The researcher also said that the three carriers appear reluctant to share the benefits of economies of scale that they have achieved - excluding slot charters, the three carriers mainly partner with each other.
Other alliance’s had lower vessel sizes than Maersk Line, CMA CGM and MSC.
The CKYH alliance’s average vessel size of 5,883 teu is 9% lower than average.
The New World Alliance’s average size of 6,380 teu is 2% lower than the average.
The Grand Alliance/Zim’s is just 2% more at 6,609 teu.
Drewry said this explained the stronger financial results posted by CMA CGM and Maersk Line.
“Maersk Line, MSC and CMA CGM consequently have tremendous economies of scale over others, enabling them to ride out the current eastbound freight rate war more comfortably.
“Carried through to a global level, it probably explains why CMA CGM and Maersk were amongst the most profitable of all major ocean carriers at earnings before interest and tax level last year. MSC’s position is unknown, being privately owned.
“It also explains why carriers, such as APL and Hanjin, whose transpacific cargo accounts for a large proportion of their total liftings (29% and 41% respectively in the first quarter of 2013), yet operate vessels well below the average size, were amongst the poorest.”
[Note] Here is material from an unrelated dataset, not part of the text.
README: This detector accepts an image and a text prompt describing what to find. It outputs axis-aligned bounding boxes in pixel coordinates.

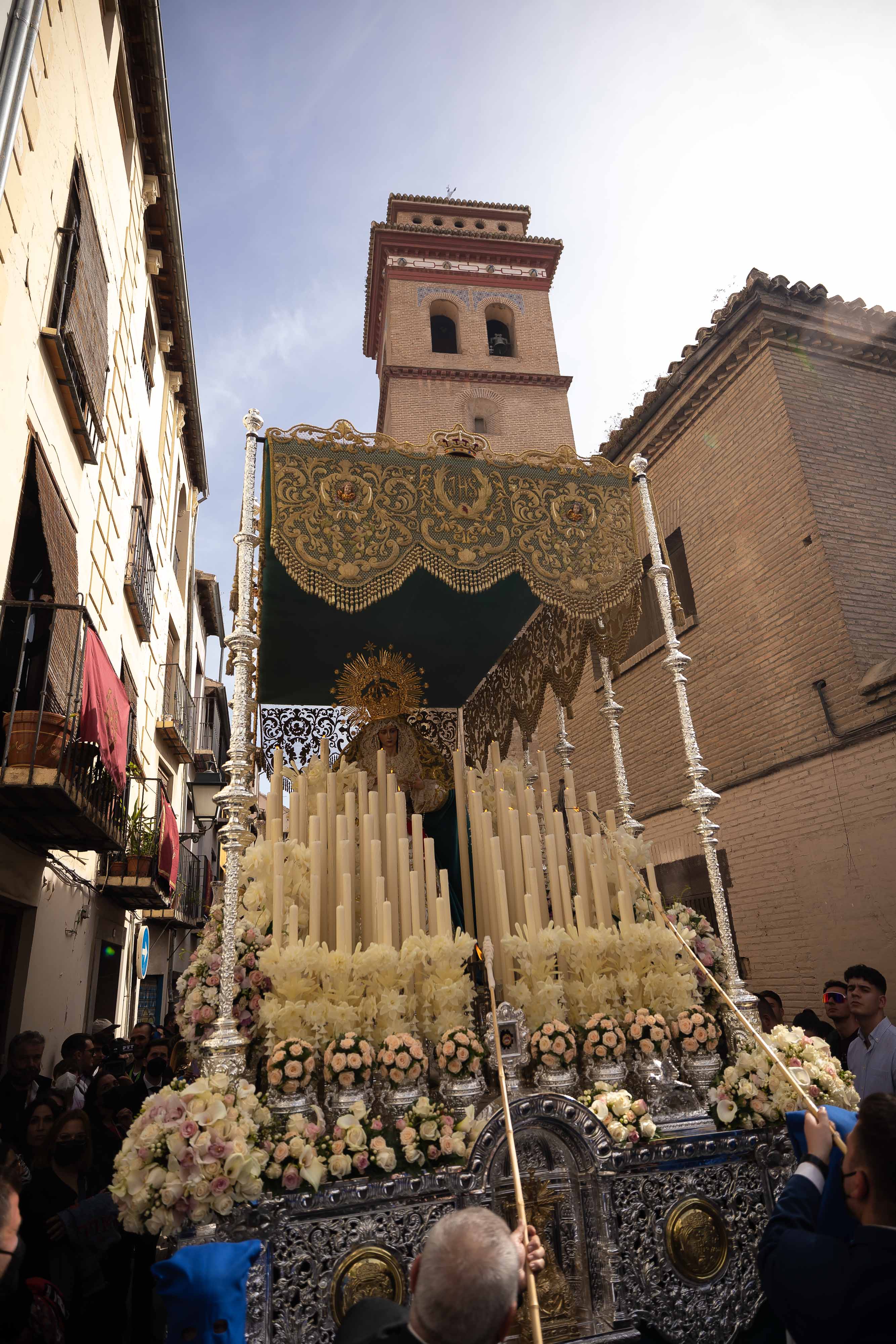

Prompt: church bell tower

One downside to operating larger vessels is that it results in the vessels calling at fewer ports.
As a result, Drewry said, west coast North America ports where insufficient demand exists for big ships, or access to big ships is restricted because of physical limitations, were less likely to be called by MSC, Maersk Line and CMA CGM.
“It is okay if you want to go directly to Los Angeles, Long Beach or Oakland, but not so good if you want to go to Seattle, Vancouver, Prince Rupert, Portland or Tacoma,” Drewry said.
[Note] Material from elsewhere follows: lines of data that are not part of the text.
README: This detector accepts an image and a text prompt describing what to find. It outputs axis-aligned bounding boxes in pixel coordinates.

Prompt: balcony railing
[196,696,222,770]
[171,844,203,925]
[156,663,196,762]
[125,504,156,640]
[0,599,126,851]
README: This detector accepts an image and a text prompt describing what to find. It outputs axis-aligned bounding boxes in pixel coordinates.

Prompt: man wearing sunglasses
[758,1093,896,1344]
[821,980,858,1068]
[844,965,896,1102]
The research comes as freight rates on the trade lane appear to have slipped back this week after two weeks of increases.
The latest figures from the Shanghai Containerised Freight Index show that all-in spot rates on services to the west coast slipped 4% to $2,008 per feu, while prices on services to the east coast were down 2.4% to $3,176 per feu.
This decline follows two consecutive weeks of gains on the SCFI transpacific index — which saw prices jump by around $100 per feu to each coast over the fortnight — on the back of a Transpacific Stabilization Agreement-recommended rate increase of $800 per feu that was due to come into force on May 1, although the increase is understood to have been delayed two weeks.
Following the increases, the TSA recommended a further general rate increase from July 1 of $400 per feu from Asia to the US west coast and $600 to all other destinations.
TSA executive administrator Brian Conrad said a “meaningful increase” was essential, as “freight rates are still not keeping pace with rising costs”.